Example directive (recipes/oss/code-review.yaml):

directives:
  - type: code
    action: signature_only     # keep function signatures, strip bodies
    language: [python, js, ts]
    preserve_docstrings: true

  - type: markdown
    action: keep_headers       # strip body text, keep heading structure
    max_depth: 3

  - type: text
    action: filter_tokens
    ratio: 0.6                 # keep top 60% by importance score

Built-in recipes live in recipes/oss/. Pro recipes add more aggressive options.

Result¶

After the pipeline, the PipelineResult object contains:

@dataclass
class PipelineResult:
    messages: List[Dict]    # compressed messages (same format, fewer tokens)
    segments: List[Segment] # per-segment metadata
    tokens_raw: int         # tokens before compression
    tokens_after: int       # tokens after compression
    duration_ms: float      # pipeline wall time
    stages_run: List[str]   # which stages ran

    @property
    def savings_pct(self) -> float: ...

Compression Modes¶

Mode	`TOKENPAK_MODE`	Behavior
Hybrid (default)	`hybrid`	Compresses when tokens > threshold; skips if below
Strict	`strict`	Always compresses, no threshold check
Aggressive	`aggressive`	Maximum compression; accepts some quality reduction

Engines¶

Heuristic engine (default)¶

Rule-based compression. Runs in <5ms, zero ML dependencies. Handles:

Regex-based whitespace normalization
Comment stripping (configurable per language)
Boilerplate removal (common patterns: # type: ignore, pylint: disable=...)
Markdown flattening

LLMLingua engine (optional, Pro/advanced)¶

ML-powered token-level compression using the LLMLingua-2 model. Achieves 2–20x compression with <5% quality loss (per Microsoft benchmarks).

Install:

pip install tokenpak[ml]

LLMLingua activates automatically when installed.
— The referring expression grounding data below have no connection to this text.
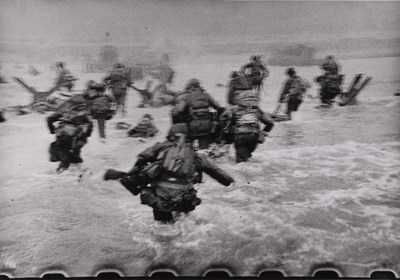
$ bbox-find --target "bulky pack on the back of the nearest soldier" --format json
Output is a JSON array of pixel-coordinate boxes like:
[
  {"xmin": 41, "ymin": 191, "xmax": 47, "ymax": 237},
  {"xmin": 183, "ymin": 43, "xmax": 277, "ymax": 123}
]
[{"xmin": 162, "ymin": 136, "xmax": 196, "ymax": 178}]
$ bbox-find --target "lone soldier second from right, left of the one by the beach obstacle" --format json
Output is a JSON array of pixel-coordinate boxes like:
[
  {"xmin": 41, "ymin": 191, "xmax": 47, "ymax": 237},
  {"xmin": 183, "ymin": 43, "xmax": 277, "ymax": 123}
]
[{"xmin": 275, "ymin": 67, "xmax": 310, "ymax": 120}]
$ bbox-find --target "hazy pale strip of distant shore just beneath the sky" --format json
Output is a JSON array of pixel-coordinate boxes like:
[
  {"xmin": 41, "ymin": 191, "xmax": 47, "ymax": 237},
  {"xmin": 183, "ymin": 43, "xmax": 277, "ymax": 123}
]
[{"xmin": 0, "ymin": 37, "xmax": 400, "ymax": 63}]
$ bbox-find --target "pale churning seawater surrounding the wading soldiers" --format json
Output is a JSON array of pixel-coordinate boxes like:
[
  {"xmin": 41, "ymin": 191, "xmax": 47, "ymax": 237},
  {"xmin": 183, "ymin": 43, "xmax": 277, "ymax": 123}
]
[{"xmin": 0, "ymin": 56, "xmax": 400, "ymax": 276}]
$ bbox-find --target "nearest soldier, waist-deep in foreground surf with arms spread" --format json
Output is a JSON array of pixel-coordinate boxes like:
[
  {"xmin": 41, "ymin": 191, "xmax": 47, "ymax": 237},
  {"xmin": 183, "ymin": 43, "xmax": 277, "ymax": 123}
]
[{"xmin": 104, "ymin": 124, "xmax": 234, "ymax": 223}]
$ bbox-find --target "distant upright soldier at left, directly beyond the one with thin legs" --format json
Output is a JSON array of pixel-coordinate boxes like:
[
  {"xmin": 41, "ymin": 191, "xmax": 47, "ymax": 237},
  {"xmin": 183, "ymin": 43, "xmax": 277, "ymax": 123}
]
[{"xmin": 104, "ymin": 63, "xmax": 132, "ymax": 116}]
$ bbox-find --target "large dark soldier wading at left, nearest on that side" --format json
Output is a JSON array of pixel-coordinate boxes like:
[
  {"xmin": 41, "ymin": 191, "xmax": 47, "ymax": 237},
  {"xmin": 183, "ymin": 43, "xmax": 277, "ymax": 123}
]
[{"xmin": 47, "ymin": 95, "xmax": 93, "ymax": 172}]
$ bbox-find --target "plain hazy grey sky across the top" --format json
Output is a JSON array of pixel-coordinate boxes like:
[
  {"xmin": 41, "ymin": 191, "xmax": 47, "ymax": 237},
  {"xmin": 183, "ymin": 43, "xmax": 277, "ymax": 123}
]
[{"xmin": 0, "ymin": 0, "xmax": 400, "ymax": 43}]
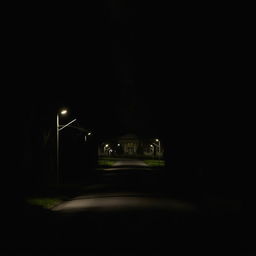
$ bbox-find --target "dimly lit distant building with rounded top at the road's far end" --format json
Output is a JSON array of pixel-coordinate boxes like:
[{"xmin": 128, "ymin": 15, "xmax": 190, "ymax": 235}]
[{"xmin": 98, "ymin": 134, "xmax": 163, "ymax": 158}]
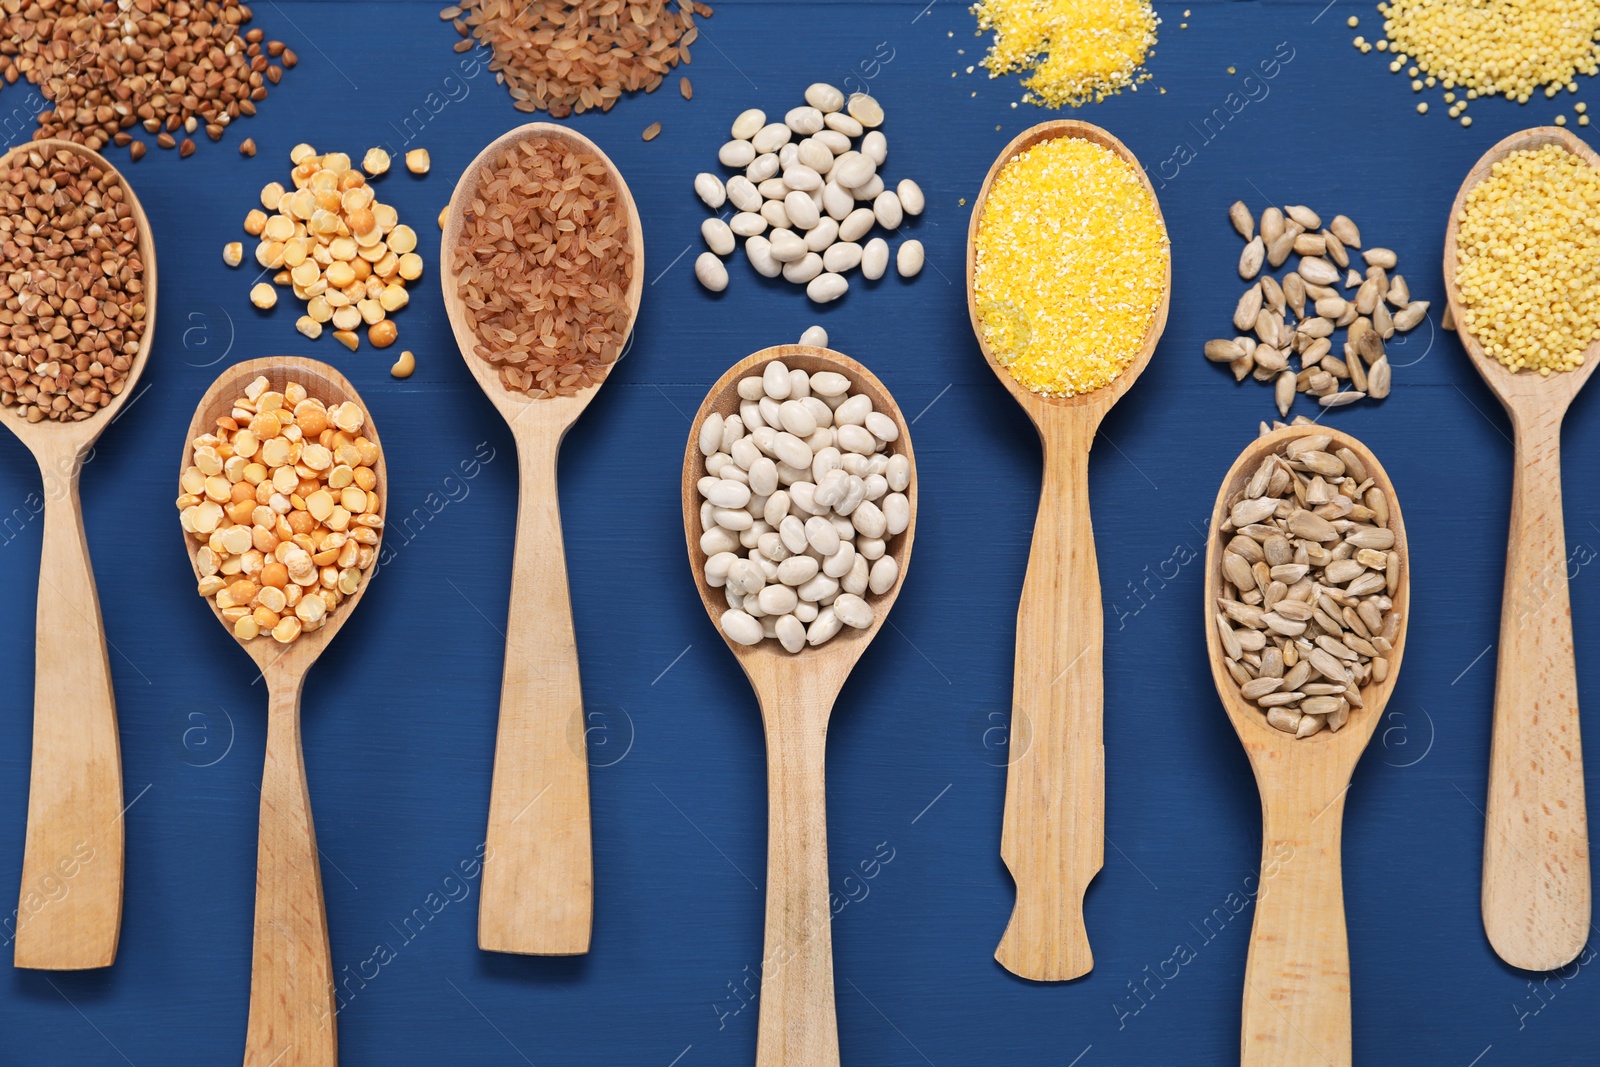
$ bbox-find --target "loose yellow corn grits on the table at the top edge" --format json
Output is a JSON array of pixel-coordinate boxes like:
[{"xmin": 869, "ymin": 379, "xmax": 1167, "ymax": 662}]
[{"xmin": 971, "ymin": 0, "xmax": 1160, "ymax": 107}]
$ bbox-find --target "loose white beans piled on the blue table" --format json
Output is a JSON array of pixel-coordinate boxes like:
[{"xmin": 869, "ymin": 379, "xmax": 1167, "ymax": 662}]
[{"xmin": 694, "ymin": 82, "xmax": 925, "ymax": 304}]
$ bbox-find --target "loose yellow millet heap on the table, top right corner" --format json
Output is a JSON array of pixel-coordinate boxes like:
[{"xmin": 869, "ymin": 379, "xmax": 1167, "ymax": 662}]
[{"xmin": 1378, "ymin": 0, "xmax": 1600, "ymax": 102}]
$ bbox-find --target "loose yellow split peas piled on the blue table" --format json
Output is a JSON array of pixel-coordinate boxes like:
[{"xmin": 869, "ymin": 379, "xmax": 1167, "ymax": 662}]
[{"xmin": 233, "ymin": 144, "xmax": 422, "ymax": 352}]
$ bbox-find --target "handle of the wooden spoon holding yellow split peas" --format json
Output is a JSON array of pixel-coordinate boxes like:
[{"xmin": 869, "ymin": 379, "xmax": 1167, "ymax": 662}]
[{"xmin": 245, "ymin": 667, "xmax": 339, "ymax": 1067}]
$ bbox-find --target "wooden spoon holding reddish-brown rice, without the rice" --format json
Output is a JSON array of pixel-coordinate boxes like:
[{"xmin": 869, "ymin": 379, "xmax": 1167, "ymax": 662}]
[{"xmin": 438, "ymin": 122, "xmax": 645, "ymax": 955}]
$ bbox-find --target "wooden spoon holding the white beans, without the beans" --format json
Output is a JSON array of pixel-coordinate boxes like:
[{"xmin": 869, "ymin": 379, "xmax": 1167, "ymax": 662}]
[{"xmin": 683, "ymin": 344, "xmax": 917, "ymax": 1067}]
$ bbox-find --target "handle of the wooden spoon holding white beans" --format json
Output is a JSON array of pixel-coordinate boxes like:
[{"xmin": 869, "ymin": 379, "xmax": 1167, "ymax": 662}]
[{"xmin": 755, "ymin": 697, "xmax": 838, "ymax": 1067}]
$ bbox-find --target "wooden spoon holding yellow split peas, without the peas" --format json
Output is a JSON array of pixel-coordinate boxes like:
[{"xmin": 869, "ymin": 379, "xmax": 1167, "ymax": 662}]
[{"xmin": 178, "ymin": 355, "xmax": 389, "ymax": 1067}]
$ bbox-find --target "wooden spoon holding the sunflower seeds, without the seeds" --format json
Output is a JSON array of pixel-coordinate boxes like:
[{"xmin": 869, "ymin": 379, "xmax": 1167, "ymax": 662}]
[{"xmin": 1205, "ymin": 426, "xmax": 1411, "ymax": 1067}]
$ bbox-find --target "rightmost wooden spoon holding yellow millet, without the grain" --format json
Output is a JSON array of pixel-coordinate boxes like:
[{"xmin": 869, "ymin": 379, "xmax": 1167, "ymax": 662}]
[{"xmin": 1445, "ymin": 126, "xmax": 1600, "ymax": 971}]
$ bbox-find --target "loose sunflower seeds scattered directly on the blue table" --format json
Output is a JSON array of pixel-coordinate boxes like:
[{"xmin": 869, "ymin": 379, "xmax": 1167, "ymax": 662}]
[{"xmin": 1205, "ymin": 200, "xmax": 1429, "ymax": 416}]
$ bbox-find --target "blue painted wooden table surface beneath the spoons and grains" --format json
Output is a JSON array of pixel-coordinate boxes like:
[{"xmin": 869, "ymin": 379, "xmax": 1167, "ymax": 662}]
[{"xmin": 0, "ymin": 0, "xmax": 1600, "ymax": 1067}]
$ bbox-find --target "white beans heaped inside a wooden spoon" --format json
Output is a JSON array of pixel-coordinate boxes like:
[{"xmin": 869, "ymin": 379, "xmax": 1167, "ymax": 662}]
[{"xmin": 699, "ymin": 360, "xmax": 912, "ymax": 653}]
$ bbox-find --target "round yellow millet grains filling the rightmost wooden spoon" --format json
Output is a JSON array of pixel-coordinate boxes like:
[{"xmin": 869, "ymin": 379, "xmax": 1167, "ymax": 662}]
[{"xmin": 1456, "ymin": 144, "xmax": 1600, "ymax": 374}]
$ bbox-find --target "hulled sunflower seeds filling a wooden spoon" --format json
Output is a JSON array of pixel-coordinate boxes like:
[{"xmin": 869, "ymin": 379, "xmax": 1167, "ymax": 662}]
[{"xmin": 1216, "ymin": 434, "xmax": 1405, "ymax": 737}]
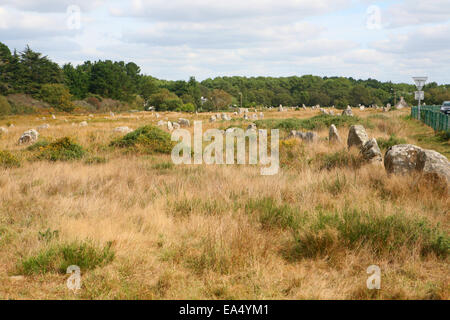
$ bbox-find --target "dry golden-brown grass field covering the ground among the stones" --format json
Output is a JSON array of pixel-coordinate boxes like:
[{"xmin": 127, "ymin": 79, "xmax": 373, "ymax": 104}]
[{"xmin": 0, "ymin": 110, "xmax": 450, "ymax": 299}]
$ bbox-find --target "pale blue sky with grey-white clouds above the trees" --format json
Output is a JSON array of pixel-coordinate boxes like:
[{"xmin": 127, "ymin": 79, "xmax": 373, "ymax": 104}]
[{"xmin": 0, "ymin": 0, "xmax": 450, "ymax": 84}]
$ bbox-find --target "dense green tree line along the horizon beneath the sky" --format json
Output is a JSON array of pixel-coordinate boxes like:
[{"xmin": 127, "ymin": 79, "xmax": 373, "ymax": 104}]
[{"xmin": 0, "ymin": 42, "xmax": 450, "ymax": 112}]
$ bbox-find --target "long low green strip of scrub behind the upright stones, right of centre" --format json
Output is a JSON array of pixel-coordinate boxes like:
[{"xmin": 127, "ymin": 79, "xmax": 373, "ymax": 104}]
[{"xmin": 255, "ymin": 114, "xmax": 373, "ymax": 131}]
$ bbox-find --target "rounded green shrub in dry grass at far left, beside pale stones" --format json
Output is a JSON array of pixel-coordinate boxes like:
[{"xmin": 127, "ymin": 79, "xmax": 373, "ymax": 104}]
[{"xmin": 37, "ymin": 137, "xmax": 86, "ymax": 161}]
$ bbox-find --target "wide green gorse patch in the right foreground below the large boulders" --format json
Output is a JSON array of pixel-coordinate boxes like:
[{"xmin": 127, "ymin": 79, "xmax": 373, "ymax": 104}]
[{"xmin": 294, "ymin": 209, "xmax": 450, "ymax": 258}]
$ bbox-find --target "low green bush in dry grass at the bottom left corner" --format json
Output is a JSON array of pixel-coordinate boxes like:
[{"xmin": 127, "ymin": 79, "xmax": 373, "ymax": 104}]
[{"xmin": 17, "ymin": 242, "xmax": 114, "ymax": 275}]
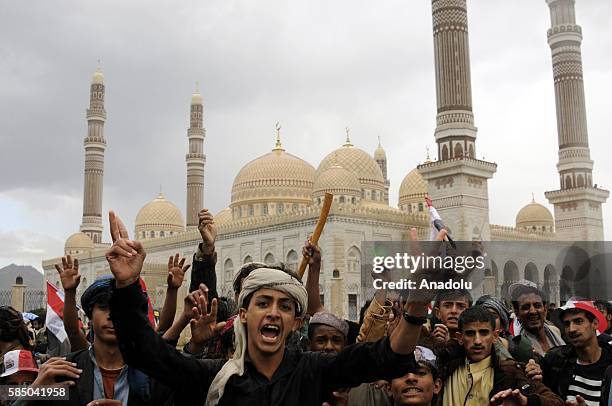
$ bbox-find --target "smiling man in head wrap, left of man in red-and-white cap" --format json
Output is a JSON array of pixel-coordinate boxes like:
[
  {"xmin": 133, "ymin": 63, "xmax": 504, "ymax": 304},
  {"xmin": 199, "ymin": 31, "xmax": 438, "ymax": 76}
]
[{"xmin": 508, "ymin": 280, "xmax": 565, "ymax": 360}]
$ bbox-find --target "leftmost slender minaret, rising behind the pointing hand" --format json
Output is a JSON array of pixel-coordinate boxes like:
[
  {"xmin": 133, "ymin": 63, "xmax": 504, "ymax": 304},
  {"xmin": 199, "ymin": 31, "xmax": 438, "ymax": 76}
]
[{"xmin": 81, "ymin": 68, "xmax": 106, "ymax": 244}]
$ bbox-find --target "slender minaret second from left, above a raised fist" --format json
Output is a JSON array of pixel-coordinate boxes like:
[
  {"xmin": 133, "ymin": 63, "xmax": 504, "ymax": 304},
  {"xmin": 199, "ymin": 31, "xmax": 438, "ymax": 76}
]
[{"xmin": 185, "ymin": 87, "xmax": 206, "ymax": 227}]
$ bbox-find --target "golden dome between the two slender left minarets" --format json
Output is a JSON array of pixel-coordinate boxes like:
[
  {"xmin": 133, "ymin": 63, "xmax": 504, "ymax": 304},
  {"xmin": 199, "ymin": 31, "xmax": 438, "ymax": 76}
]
[{"xmin": 134, "ymin": 193, "xmax": 185, "ymax": 238}]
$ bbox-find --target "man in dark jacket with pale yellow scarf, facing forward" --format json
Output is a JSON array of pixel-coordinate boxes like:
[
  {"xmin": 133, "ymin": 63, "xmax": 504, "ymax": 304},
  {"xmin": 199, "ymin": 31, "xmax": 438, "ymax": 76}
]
[{"xmin": 441, "ymin": 305, "xmax": 563, "ymax": 406}]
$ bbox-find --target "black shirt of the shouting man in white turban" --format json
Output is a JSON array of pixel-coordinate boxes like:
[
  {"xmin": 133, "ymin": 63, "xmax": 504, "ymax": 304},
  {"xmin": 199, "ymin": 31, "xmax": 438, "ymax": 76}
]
[{"xmin": 110, "ymin": 283, "xmax": 416, "ymax": 406}]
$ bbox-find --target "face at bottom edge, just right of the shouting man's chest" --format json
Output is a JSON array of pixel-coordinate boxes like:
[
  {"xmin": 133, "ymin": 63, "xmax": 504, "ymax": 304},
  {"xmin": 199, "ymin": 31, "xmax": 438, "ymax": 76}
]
[{"xmin": 391, "ymin": 364, "xmax": 442, "ymax": 406}]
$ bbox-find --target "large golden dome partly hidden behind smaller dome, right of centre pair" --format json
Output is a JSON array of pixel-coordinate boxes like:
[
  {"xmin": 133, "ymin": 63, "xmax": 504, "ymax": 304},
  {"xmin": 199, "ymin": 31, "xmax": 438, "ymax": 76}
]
[{"xmin": 316, "ymin": 143, "xmax": 385, "ymax": 193}]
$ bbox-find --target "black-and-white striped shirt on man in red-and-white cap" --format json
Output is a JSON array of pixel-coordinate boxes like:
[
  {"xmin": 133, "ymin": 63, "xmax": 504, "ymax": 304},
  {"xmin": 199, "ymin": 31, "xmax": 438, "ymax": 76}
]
[{"xmin": 566, "ymin": 351, "xmax": 609, "ymax": 406}]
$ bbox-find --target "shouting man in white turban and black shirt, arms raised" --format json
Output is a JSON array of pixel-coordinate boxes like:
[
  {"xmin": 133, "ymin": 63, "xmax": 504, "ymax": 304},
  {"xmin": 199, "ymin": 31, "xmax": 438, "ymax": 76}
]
[{"xmin": 107, "ymin": 213, "xmax": 427, "ymax": 406}]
It runs locally — no API calls.

Custom Hooks¶

Add your own compression logic via the pipeline hook API:

from tokenpak.agent.compression.pipeline import CompressionPipeline

def my_hook(messages):
    # Remove messages older than 10 turns
    return messages[-10:]

pipeline = CompressionPipeline()
pipeline.add_hook(my_hook)
result = pipeline.run(messages)

Hooks run after the standard stages in insertion order.

Recipe Development¶

Recipes are YAML files in recipes/oss/ that define directives for a specific use case.

Minimal recipe:

# recipes/oss/my-recipe.yaml
name: my-recipe
version: "1.0"
description: Custom compression for my workflow

directives:
  - type: text
    action: filter_tokens
    ratio: 0.7

  - type: code
    action: signature_only
    language: [python]

Apply a recipe:

tokenpak template use my-recipe

See Recipe Development for the full directive schema reference.

Dry Run¶

Preview what compression would do without actually sending the request:

tokenpak compress myfile.txt

Output:

Input:  12,840 tokens
Output:  6,918 tokens
Saved:   5,922 tokens (46.1%)
Time:    8.4ms

Stages: dedup (0 removed) → segmentize (14 blocks) → directives (applied)

Performance¶

Optimization	Speedup
LRU token count cache	25x faster repeated counting
Pre-compiled regex	30% faster processing
Batch SQLite WAL writes	60% faster telemetry

Compression runs in the request path. On typical payloads it adds 10–50ms, which is negligible compared to LLM latency (500ms–5s).